I have the following system:

$$y'=y+e^x$$

$$y(0)=0$$

The problem asks for applying Euler's method and then finding an expression for the global error. Finally, supposing that

$$\lim_{h->0} \frac{1-(\frac{1+h}{e^h})^\frac{x}{h}}{\frac{x}{h}(e^h-(1+h))}=1$$

Check that the global error tends to $$0$$ as $$h$$ tends to $$0$$ as well.

Let's first apply Euler's method.

$$\eta_0=y_0=0$$

$$x_i=x_0+ih=ih$$

$$\eta_{i+1}=\eta_i+hf(x_i,\eta_i)$$

Since $$x_i=ih$$, we have $$\eta_{i+1}=\eta_i+h(\eta_i + e^{ih}$$). Factoring by $$\eta_i$$:

$$\eta_{i+1}=\eta_i(1+h)+he^{ih}$$

And now I don't how should I proceed. Should I solve the iteration? I've done problems where I can express $$\eta_{i+1}$$ in terms of $$\eta_0$$ by iterations, but here I can't do so because the $$he^{ih}$$ prevents that (or at least I haven't managed to do it).

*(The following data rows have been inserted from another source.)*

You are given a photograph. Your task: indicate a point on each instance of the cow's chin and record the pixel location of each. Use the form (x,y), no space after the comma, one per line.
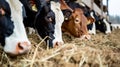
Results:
(17,48)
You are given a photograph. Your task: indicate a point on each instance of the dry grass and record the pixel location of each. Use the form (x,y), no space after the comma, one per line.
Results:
(101,51)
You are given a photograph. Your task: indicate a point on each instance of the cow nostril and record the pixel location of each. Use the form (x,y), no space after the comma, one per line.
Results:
(20,47)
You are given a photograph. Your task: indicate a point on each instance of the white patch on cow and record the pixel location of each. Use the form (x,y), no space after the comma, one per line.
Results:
(31,30)
(115,26)
(108,30)
(93,31)
(59,18)
(19,34)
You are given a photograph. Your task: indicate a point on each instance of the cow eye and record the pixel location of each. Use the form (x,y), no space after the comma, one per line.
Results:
(77,20)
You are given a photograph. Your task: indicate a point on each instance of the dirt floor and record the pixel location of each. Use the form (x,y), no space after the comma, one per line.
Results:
(101,51)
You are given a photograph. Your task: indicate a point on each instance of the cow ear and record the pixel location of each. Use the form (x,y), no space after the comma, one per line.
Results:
(73,11)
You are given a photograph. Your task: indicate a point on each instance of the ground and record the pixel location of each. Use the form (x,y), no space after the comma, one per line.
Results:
(101,51)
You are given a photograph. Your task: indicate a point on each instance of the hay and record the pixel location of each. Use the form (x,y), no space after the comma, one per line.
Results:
(100,51)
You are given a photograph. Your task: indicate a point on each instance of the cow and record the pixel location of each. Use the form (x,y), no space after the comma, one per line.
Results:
(46,18)
(40,17)
(58,6)
(76,25)
(115,26)
(87,12)
(13,36)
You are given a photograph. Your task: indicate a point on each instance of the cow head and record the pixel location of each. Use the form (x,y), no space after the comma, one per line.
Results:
(15,38)
(77,24)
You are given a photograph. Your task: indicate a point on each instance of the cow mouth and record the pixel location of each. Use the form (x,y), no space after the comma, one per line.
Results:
(33,5)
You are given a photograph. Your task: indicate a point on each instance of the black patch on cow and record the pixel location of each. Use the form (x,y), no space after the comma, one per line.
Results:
(43,20)
(6,24)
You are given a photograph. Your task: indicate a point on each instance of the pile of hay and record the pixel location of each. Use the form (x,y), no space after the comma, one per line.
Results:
(101,51)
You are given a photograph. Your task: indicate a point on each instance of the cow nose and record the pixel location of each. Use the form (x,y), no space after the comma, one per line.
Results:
(22,47)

I know that global error is defined as $$e(x,h)=\eta(x,h)-y(x)$$ but I don't know how exactly should I use that formula. My guess it that I have to solve the differential equation and use the solution $$y(x)$$, but I don't know how to solve that system or what exactly is $$\eta(x,h)$$.

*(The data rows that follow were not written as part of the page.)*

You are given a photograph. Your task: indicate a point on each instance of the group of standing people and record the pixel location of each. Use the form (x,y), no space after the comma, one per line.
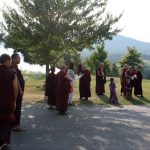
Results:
(131,78)
(11,94)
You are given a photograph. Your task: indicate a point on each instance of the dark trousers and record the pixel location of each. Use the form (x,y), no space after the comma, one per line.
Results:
(5,132)
(18,110)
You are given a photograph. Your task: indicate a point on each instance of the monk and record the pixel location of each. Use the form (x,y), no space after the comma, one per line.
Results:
(100,80)
(62,91)
(51,88)
(21,83)
(129,74)
(84,82)
(123,80)
(138,82)
(8,95)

Any help regarding to solving this problem will be highly appreciated.

Thanks!

The integrating factor for the exact solution is $$e^{-x}$$, so that $$(e^{-x}y(x))'=1\implies y(x)=y(0)e^x+xe^x.$$ This resonance behavior will make the analysis of the numerical solution a little more complicated.
The Euler approximations have the general form $$y_i=A(1+h)^i+Be^{ih}$$. Inserting into the recursion one finds $$Be^h=(1+h)B+h\implies B=\frac{h}{e^h-1-h}$$ and from the initial condition $$y_0=A+B\implies y_i=(y_0-B)(1+h)^i+Be^{ih}=y_0(1+h)^i+\frac{h((1+h)^i-e^{ih})}{e^h-1-h}$$
Now you can insert the expansions for $$(1+h)^i=\exp(i\ln(1+h))=\exp(ih-\tfrac12ih^2+\tfrac13ih^3+...)$$ to find the lower error order terms.of the difference to the exact solution.